Machine Learning, Reinforcement Learning & Statistics Projects
This page contains descriptions of a collections of machine learning, reinforcement learning and statistics projects I worked on over the course of my graduate studies. This page is a work in progress and will be updated with the different projects codes on github in the near future, as well as links to my R packages for tensor data analysis.
Improving Online Advertisement Sparse Tensors Completion
June 2020 -- December 2020 Python | Matlab
June 2020 -- December 2020 Python | Matlab
- Implemented COSTCO algorithm on advertisement CTR tensor data collected over a 2 months period from a leading internet company.
- Conducted data preprocessing to yield a 1000 x 140 x 3 (User x Ad x Device) sparse CTR tensor dataset with 98% of mising entries and 40% sparsity level.
- Compared CTR tensor entries recovery performance of COSTCO on test data to that of standard completion algorithms which yielded 23% improvemnent in recovery accuracy.
Simulations for Accessing Global Convergence of Policy Gradient Methods in Reinforcement Learning
October 2019 Python | Tensorflow
October 2019 Python | Tensorflow
- Evaluated the convergence performance of two policy gradient methods(Model-free & Mode-based) introduced in Fazel et al (2018) on the cartpole problem.
- Used the cartpole {position, velocity, angle and rotation} as input in the model free case in addition to the action taken at time t for the model-based case.
- Model the ouput in both cases as the probability of the pole moving left or right as output.
- Trained a neural network with 32 nodes and the ReLu activating function and adaptive learning to represent the policy gradient model for the model free method.
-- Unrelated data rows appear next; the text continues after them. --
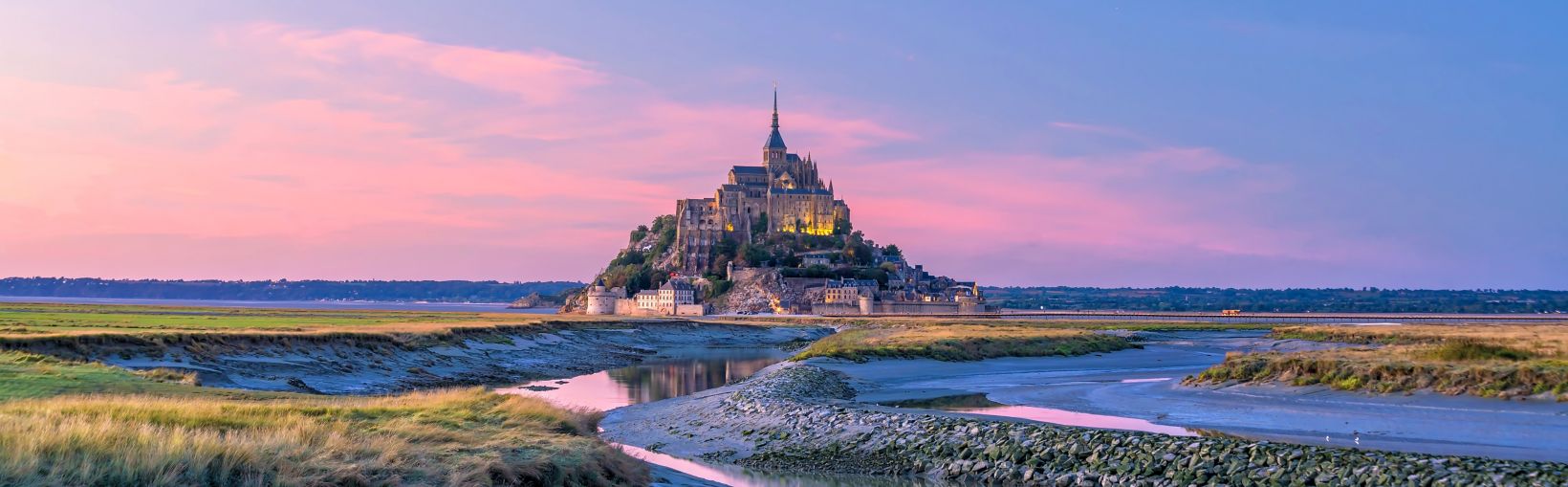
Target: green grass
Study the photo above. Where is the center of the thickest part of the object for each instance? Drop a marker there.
(1476, 360)
(1474, 350)
(27, 376)
(960, 343)
(83, 423)
(458, 437)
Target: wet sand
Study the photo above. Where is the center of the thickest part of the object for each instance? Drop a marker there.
(1100, 386)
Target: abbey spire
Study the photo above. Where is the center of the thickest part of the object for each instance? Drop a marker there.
(773, 151)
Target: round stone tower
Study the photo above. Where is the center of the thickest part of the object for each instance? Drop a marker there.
(600, 300)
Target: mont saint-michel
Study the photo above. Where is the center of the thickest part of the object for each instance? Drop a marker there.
(774, 237)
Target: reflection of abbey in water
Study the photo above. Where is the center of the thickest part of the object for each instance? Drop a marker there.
(678, 377)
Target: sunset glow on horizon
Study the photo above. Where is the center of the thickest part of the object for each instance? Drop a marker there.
(504, 142)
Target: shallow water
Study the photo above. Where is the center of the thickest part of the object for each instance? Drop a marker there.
(283, 305)
(668, 374)
(676, 372)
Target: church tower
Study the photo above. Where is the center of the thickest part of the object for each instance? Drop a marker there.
(773, 151)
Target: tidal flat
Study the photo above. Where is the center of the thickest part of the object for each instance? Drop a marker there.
(886, 403)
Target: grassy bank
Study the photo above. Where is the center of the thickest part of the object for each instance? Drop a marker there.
(1477, 360)
(66, 420)
(68, 423)
(461, 437)
(960, 343)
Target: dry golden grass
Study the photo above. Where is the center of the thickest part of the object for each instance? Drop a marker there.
(33, 321)
(960, 342)
(457, 437)
(1479, 360)
(1537, 340)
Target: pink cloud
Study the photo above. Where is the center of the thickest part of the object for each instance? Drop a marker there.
(365, 154)
(361, 168)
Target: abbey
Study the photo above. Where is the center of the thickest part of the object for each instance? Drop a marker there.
(784, 193)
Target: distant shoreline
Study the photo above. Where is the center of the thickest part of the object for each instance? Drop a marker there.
(283, 303)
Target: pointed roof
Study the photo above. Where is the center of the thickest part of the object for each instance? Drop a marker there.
(774, 140)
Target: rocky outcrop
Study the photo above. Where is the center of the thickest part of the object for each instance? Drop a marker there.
(796, 416)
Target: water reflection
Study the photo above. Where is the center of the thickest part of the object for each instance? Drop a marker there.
(670, 374)
(979, 404)
(731, 475)
(678, 372)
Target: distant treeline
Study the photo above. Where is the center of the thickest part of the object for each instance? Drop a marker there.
(284, 289)
(1281, 300)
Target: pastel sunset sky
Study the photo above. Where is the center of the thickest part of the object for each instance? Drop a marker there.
(1079, 144)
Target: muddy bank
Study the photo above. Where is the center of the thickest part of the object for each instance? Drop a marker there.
(801, 416)
(1145, 386)
(350, 364)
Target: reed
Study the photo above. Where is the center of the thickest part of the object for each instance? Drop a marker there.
(1477, 360)
(453, 437)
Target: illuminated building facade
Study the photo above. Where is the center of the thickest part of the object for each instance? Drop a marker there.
(784, 190)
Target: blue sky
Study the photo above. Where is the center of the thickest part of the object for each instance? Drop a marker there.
(1109, 144)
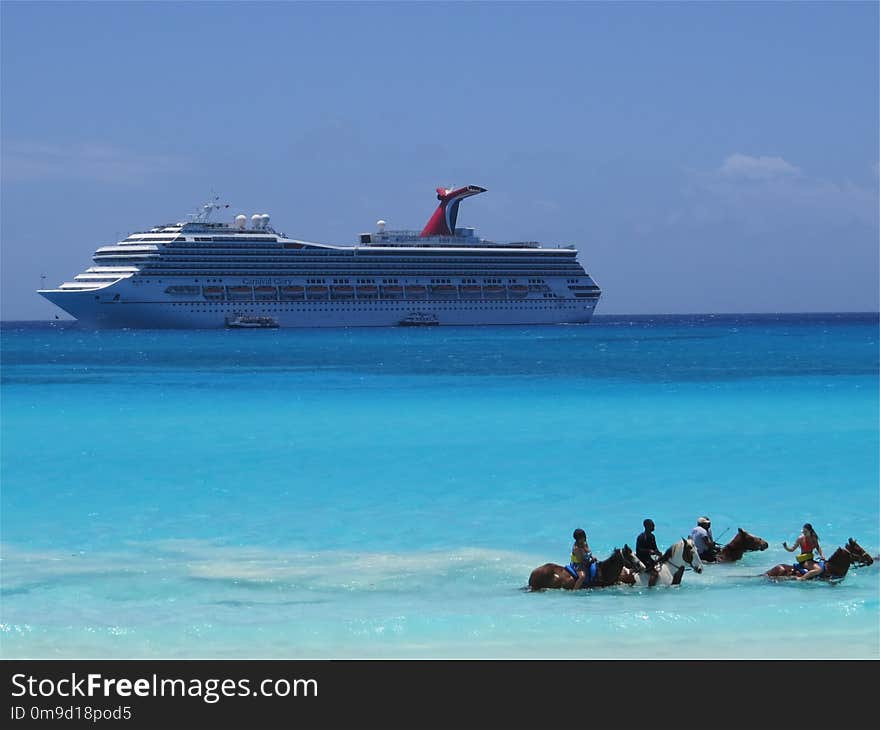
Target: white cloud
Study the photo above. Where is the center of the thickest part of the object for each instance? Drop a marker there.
(757, 168)
(34, 161)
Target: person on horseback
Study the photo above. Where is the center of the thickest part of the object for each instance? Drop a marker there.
(807, 541)
(581, 557)
(646, 549)
(704, 541)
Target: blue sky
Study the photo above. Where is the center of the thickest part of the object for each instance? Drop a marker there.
(703, 157)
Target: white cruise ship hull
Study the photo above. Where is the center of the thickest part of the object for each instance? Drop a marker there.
(105, 313)
(203, 275)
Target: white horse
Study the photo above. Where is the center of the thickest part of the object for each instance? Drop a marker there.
(672, 564)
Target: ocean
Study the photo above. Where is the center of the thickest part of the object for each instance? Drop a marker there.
(385, 493)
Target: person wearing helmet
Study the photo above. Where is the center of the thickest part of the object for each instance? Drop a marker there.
(647, 551)
(703, 540)
(581, 557)
(807, 542)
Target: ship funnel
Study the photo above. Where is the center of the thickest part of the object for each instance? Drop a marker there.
(442, 223)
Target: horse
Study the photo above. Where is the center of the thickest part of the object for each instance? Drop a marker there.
(836, 567)
(671, 566)
(602, 573)
(742, 542)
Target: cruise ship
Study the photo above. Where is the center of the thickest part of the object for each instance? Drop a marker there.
(200, 273)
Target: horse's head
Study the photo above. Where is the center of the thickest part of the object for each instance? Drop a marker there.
(631, 561)
(749, 542)
(690, 554)
(859, 555)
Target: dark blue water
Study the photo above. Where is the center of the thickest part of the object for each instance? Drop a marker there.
(386, 492)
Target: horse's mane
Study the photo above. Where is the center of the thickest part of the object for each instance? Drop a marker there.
(840, 561)
(670, 551)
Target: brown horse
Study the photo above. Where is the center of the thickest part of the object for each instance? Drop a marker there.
(607, 572)
(742, 542)
(836, 567)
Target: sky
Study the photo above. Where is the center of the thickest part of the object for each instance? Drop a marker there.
(702, 157)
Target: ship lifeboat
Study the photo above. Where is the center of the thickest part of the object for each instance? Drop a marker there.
(342, 291)
(240, 292)
(292, 292)
(265, 292)
(444, 289)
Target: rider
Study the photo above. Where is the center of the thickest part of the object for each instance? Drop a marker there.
(646, 549)
(581, 557)
(703, 540)
(807, 541)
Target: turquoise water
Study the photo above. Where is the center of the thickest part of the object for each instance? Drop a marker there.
(385, 493)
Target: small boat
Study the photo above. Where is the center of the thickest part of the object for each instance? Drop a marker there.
(419, 319)
(241, 291)
(292, 292)
(251, 321)
(445, 290)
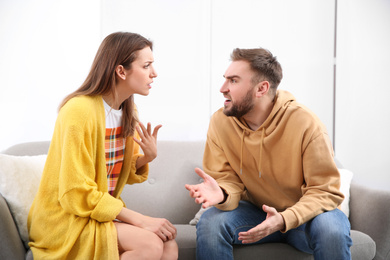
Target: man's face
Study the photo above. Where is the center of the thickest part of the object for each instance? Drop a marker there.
(238, 89)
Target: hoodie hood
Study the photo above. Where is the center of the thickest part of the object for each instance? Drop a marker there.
(282, 101)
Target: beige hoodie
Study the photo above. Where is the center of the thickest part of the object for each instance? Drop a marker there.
(287, 163)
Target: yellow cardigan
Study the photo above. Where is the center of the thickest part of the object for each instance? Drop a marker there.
(72, 214)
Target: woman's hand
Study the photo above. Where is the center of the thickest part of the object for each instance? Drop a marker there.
(147, 142)
(160, 226)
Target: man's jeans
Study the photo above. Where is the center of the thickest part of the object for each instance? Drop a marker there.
(327, 236)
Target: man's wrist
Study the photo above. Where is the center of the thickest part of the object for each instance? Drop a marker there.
(225, 195)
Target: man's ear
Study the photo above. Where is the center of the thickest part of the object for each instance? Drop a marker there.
(120, 72)
(262, 88)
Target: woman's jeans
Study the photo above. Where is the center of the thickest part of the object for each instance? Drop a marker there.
(327, 236)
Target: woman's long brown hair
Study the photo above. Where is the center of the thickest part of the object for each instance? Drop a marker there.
(118, 48)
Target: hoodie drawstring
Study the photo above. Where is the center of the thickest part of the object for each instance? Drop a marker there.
(261, 150)
(242, 149)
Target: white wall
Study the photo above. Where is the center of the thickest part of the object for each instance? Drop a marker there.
(47, 47)
(363, 90)
(194, 39)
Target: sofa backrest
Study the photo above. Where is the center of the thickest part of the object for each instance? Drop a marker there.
(163, 194)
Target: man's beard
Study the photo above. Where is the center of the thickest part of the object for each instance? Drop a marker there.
(242, 108)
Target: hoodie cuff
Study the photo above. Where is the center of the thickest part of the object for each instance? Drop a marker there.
(231, 201)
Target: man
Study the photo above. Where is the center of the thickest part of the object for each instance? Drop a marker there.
(270, 169)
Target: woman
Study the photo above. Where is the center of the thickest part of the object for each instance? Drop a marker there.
(77, 212)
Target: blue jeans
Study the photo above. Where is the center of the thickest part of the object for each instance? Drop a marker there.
(327, 236)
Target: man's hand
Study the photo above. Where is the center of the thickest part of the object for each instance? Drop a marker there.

The
- Used cross entropy loss function of the discounted reward as loss function and chose reward discount rate to cause future rewards to be highly valued.
- Details and simulation codes for this project are available on my Github page here .
Predicting Users Music Sequence using Word2Vec Skipgram and LSTM model
December 2018 Python | Tensorflow
December 2018 Python | Tensorflow
- Used a repertoire of 3888 unique artists and 972 users to predict user playlist sequence after sequence of 29 songs.
- Trained a word2vec skipgram and LSTM model to generate sequencial predictions.
- Project won second price in in-class (CS 573) Kaggle competition among 20+ competing groups.
- Detail about this project and code can be found on my github page here .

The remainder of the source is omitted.